My mother and I used to watch movies on TV, especially "The Late Show." We both loved movies. One night, when I was about ten, we were watching The Sun Also Rises, based on Ernest Hemingway's WWI novel. It wasn't stated, but the hero was impotent from a war wound, so he and his great love couldn't consummate their affair. At the end of the movie, I turned to my mother and said: "Maybe he should get an erector set." My mother nearly fell off her chair, she was so speechless with laughter. Sex was almost never mentioned in our household, but through a joke, we were able to connect over it.

These days, when my musician husband, David Hofstra, and I become annoyed with each other, humor can change the weather. It started at the beginning of our relationship, when I said, very seriously, "I don't know how to introduce you to my friends. Boyfriend sounds stupid." David said, in his understated Kansan way, "Tell them I'm your insignificant other." How I introduced him didn't matter after that. Between David and me, I think laughing is a form of love.

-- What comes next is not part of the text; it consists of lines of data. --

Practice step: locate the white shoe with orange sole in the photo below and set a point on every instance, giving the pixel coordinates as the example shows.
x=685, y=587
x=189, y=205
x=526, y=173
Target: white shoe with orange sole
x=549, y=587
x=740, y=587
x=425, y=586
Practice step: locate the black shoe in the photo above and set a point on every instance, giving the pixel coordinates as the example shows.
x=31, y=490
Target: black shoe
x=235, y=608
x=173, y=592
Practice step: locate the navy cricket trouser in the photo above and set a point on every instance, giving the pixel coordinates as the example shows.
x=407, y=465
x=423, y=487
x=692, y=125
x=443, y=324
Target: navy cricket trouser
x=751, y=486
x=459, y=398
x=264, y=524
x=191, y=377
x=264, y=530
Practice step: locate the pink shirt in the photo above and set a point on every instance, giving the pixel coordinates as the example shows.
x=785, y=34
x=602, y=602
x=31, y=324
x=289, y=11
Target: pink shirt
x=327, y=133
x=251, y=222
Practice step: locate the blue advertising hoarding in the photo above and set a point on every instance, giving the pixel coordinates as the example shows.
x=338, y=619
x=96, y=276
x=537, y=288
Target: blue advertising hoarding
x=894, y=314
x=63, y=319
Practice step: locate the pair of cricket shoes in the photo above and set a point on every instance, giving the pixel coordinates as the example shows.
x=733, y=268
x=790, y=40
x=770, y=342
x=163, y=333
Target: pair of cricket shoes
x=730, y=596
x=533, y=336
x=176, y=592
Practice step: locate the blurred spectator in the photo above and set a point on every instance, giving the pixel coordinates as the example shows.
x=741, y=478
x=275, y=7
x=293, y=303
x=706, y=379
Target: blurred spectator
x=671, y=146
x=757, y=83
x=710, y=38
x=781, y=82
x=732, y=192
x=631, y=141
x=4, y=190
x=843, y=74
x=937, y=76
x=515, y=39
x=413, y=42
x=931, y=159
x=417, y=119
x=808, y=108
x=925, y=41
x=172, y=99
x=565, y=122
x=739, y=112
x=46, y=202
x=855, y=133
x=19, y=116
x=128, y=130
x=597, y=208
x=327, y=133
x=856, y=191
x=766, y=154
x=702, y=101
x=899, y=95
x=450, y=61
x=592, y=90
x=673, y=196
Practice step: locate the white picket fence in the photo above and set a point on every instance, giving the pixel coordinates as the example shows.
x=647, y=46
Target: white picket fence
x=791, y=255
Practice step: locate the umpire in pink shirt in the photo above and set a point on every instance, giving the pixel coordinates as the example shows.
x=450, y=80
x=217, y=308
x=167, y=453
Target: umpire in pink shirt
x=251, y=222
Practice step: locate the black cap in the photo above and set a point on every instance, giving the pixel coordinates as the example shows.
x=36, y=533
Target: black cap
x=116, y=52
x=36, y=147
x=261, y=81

Maybe it’s also my form of self-medicating, because I need it most especially when I'm feeling down. Writers can never really know if their work is good or meaningful. It's depressing. People say: "Don't worry. When you're dead, your books will become classics." Thanks a lot, I think, and imagine my tombstone, "Now Enjoying Her Popularity." "Dead Author Here." Gallows humor cheers me up. After all, death is life's great punch line.

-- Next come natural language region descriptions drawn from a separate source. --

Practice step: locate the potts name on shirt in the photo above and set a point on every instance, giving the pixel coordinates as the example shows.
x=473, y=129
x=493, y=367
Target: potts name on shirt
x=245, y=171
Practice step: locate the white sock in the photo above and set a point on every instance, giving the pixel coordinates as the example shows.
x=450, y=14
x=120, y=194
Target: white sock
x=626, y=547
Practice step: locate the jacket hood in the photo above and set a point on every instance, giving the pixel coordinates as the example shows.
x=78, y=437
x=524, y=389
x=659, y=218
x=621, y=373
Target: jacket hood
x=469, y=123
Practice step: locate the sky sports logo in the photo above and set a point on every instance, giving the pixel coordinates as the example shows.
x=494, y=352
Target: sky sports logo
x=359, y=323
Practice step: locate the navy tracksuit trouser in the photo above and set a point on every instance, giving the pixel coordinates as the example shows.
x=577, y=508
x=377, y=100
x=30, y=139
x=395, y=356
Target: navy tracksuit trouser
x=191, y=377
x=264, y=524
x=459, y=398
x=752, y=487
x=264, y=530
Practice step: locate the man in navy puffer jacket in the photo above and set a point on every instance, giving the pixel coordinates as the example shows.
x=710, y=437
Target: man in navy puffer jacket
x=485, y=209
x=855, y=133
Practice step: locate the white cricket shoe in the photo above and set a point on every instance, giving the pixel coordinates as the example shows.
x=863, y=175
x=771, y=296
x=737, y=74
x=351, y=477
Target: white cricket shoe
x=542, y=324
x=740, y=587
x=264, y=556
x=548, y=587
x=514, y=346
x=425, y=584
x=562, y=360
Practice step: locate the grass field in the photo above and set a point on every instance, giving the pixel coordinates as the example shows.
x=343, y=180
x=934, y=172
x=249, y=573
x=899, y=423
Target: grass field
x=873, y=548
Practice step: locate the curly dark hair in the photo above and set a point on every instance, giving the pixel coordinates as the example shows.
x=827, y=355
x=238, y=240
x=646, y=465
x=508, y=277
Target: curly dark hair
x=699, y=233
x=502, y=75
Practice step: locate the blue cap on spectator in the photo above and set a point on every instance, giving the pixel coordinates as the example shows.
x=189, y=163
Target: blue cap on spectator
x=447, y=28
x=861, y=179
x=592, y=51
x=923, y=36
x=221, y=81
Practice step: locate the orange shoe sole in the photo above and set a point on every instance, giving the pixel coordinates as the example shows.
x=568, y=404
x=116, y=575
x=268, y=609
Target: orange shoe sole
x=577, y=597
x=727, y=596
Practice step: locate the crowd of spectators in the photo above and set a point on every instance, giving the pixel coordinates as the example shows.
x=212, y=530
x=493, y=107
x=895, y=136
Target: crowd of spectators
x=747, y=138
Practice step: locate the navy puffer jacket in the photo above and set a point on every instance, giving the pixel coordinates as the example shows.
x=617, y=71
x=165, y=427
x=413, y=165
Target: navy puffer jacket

Sigmund Freud wrote, in Jokes and Their Relation to the Unconscious, that jokes come along to help us; we laugh because we need to. He theorized they were as necessary to life as food, sleep, and dreams, because they provided release from stress we don't even know we’re feeling and offer relief from all kinds of suffering.

Without my joking my own petty or very sad thoughts, I might survive, but I don't think I'd care to. I like laughing hard and long until my muscles ache. I call this "Extreme Laughter," the only exercise I want to do.